The next weekend, I went to Varna with a group of our volunteers.  It was actually a lot of fun, and I felt like I got the chance to get to know some of them better - especially since we were all packed in a van for the six-hour ride there and back.
The following weekend, I went to a small village in the Rhodopes to celebrate Thanksgiving with 10 other Peace Corps Volunteers and some Bulgarians.  The weather was gorgeous, so we took an awesome hike through the hills nearby.  We played games.  We cooked and ate a lot of traditional and non-traditional Thanksgiving food.  (My cooking skills relegated me to dish duty.)  We went out at looked at thousands of stars.  We relaxed and had a really great time.  I felt grateful to be invited - especially since I'm not part of their contingent, and half of them didn't know me.  That's hospitality for you.  The volunteers in my region have been great about including me.

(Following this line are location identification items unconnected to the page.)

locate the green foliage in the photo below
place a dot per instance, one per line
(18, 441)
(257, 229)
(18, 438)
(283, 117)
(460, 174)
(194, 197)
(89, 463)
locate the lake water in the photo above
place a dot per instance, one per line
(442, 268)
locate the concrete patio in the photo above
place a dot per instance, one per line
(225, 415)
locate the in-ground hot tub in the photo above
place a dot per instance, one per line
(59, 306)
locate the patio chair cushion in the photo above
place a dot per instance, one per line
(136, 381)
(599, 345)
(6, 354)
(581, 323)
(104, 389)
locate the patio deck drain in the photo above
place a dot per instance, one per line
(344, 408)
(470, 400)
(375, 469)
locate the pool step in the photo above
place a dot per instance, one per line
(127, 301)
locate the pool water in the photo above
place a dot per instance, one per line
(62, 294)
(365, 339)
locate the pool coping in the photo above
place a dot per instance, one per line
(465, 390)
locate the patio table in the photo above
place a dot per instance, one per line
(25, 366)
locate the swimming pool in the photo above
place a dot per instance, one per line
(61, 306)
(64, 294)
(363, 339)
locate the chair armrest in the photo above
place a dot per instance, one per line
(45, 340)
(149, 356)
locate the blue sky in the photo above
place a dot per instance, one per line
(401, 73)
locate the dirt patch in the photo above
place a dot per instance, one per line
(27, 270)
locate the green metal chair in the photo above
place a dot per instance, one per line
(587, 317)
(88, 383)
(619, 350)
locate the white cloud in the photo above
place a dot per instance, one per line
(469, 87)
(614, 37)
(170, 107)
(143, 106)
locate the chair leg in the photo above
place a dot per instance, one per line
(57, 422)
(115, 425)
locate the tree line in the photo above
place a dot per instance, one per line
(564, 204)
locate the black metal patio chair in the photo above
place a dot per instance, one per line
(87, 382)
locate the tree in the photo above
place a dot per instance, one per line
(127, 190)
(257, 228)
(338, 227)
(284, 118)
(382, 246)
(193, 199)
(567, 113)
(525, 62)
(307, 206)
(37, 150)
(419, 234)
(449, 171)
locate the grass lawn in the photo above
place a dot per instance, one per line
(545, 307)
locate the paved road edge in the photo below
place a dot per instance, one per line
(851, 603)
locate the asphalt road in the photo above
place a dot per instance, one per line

This past weekend, I stayed in Plovdiv.  I went out and saw some friends.  I cleaned my apartment.  I turned in some applications.  It was a much-needed break.
I have been going to a lot of shows with Vili recently, which is amazing.  We went to a jazz concert.  We went to see a modern version of a Bulgarian play called "Bai Ganyo."  (To my shame, I barely understood a word of it.  My lame excuse is that some of the actors didn't project well.  Also, they spoke too quickly in dialect.)  We went and saw a Bulgarian musical featuring the music of Queen - which was pretty awesome.
I've also been to see some movies:  Looper and Cloud Atlas.  Like I said in my last post, it is certainly different in the city.
For about a week, I was busy with a campaign to help a friend of mine.  I referenced him in my last post.  He is still in critical condition in the hospital, and he is not well enough to insert the shunt.  I'm praying for him - as I know are many others.  I'm still in awe about how quickly the campaign came together.  I had brainstormed another idea with a volunteer, and she was excited and on board.  It really was a great idea, and I was looking forward to collaborating with one of the volunteers.  We'll just have to keep it in mind for something else. 
Work is... well, I have mixed feelings about work.  I'm generally busy, which is good.  As my program manager at Peace Corps seems to enjoy saying, "This is the most important thing."  I find myself constantly wishing I were better... smarter.  But I bet a lot of people wish that about themselves.
I've started a love affair with the radiator in my apartment.  I have a fairly large living room that doubles as my bedroom.  This thing can heat - as long as I close the doors to my hallway and kitchen.  If I go in my kitchen, I can feel the temperature drop by several degrees.  But I keep the window open in there, so that's not surprising.  I wish my bathroom had a window, but I digress.
I'm being extorted by a baba in my building.  (I kid.) I've taken to visiting an 84-year-old woman about two-three times a week.  She suffers from dementia, and she believes that there is no one around to care for her.  (The neighbors tell me a son comes in and checks on her about once a week.)  She has taken to keeping her door propped open in the mornings, and when she hears someone coming, she cries, "Help!"  She then complains of chest pain.  I try to visit not because I'm a good person.  I actually find myself getting rather impatient with her if she's downcast.  I visit because this is someone's grandmother.  (In another life, this could be my grandmother.  But I've been blessed with two very healthy grandmothers.)  I visit because one day I might be 84 years old.  And if I live that long, God forbid that I think I'm all alone in this world.  Because dementia makes it true.